Все посмотрели в сторону касс — кто с живым интересом, а кто в слабой надежде, что этот нелепый и неуместный резкий звук наконец пресечется. Звонок между тем и не думал униматься, и даже напротив, сделался громче и пронзительнее.

— Заткните же его, наконец, — сказала Анна, глядя на меня, — или хотя бы ответьте.

Теперь пришла моя очередь удивляться:

— Почему я?! Мне он мешает меньше всего...

Ее довод был неотразим:

— Вы единственный, кто способен передвигаться.

— Ладно, — сказал я сквозь зубы. — Тогда уж и вы сделайте одолжение, никуда без меня не уходите.

Со стороны странствующих фейри донесся бледноватый смех.

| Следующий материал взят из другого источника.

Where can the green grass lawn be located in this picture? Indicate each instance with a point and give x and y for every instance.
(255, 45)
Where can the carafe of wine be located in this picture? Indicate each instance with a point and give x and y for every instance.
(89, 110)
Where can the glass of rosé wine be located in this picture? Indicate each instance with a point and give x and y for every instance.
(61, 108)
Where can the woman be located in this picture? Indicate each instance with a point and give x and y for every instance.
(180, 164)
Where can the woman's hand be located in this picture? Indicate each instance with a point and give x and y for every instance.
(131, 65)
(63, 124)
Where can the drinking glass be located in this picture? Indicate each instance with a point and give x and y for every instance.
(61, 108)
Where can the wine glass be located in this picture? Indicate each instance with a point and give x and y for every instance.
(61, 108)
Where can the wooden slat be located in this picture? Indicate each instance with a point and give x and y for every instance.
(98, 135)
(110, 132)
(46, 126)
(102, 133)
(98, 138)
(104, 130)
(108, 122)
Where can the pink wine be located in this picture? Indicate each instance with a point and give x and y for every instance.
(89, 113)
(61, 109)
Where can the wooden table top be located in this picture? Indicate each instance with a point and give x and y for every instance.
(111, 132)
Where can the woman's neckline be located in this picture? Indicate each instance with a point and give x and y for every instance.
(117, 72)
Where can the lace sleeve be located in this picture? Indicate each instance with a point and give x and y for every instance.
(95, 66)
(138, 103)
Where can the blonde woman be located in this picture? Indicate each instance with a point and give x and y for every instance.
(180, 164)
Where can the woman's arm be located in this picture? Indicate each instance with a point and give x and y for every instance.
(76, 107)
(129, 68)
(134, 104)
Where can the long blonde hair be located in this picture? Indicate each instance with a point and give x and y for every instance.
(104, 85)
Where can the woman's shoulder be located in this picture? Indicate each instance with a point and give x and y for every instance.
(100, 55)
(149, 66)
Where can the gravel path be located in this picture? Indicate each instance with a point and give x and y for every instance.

Я пересек зал ожидания — стук шагов, перемежаемый трезвоном, казался громоподобным, — толкнул дверь в кассовый закуток. Она не поддалась: явный признак того, что работники станции не покидали рабочие места в панической спешке, а спокойно эвакуировались, возможно даже — в расчете на скорое сюда возвращение, если напасти вдруг рассеются, как это до сей поры и случалось в этом мире со всеми напастями... Телефон рявкнул с особым усердием и даже, кажется, злорадством. Я стиснул зубы и приналег. Касса была режимным помещением, а дверь — металлической, обычному человеку здесь ничего не светило без набора отмычек или автогена. Я огляделся. Отмычки под ногами не валялись, автогенная установка в темном углу тоже не маячила, иными словами — рояли в кустах нынешним раундом игры предусмотрены не были, либо закончились. И, вдобавок ко всему, за мной внимательно следили шесть пар глаз.

Многослойная фанера, обшитая металлом... это не Форт Нокс, не бетонный саркофаг над чернобыльским реактором, так — безделица для проницания.

— Смотрите, птица! — воскликнул я и ткнул пальцем в сторону окна.

Как только все взгляды устремились к несуществующему пернатому, я просочился сквозь запертую дверь и оказался в полной темноте.

Выключатель нашелся там, где я и ожидал, и, что поражало, сразу же вспыхнул свет.

Без промедления зазвонил телефон, обнаруживая свое местонахождение — в углу стола, под грудой пустых папок, в которых, должно быть, некогда хранились документы строгой отчетности.

Я снял трубку.

— Алё! — рявкнули мне в ухо. — Диспетчер, мать твою, одна нога тут, другая там, на перрон с флажками, сейчас литерный проследует без остановок, а у тебя там какие-то блядские цистерны кантуются!..

— Это касса, — сказал я холодно.

— Касса?! Кой хрен касса, литерный на подходе!

— Ничем не могу помочь, — произнес я и положил трубку.

Звонок.

Я намотал шнур на кулак и с остервенением выдрал из розетки.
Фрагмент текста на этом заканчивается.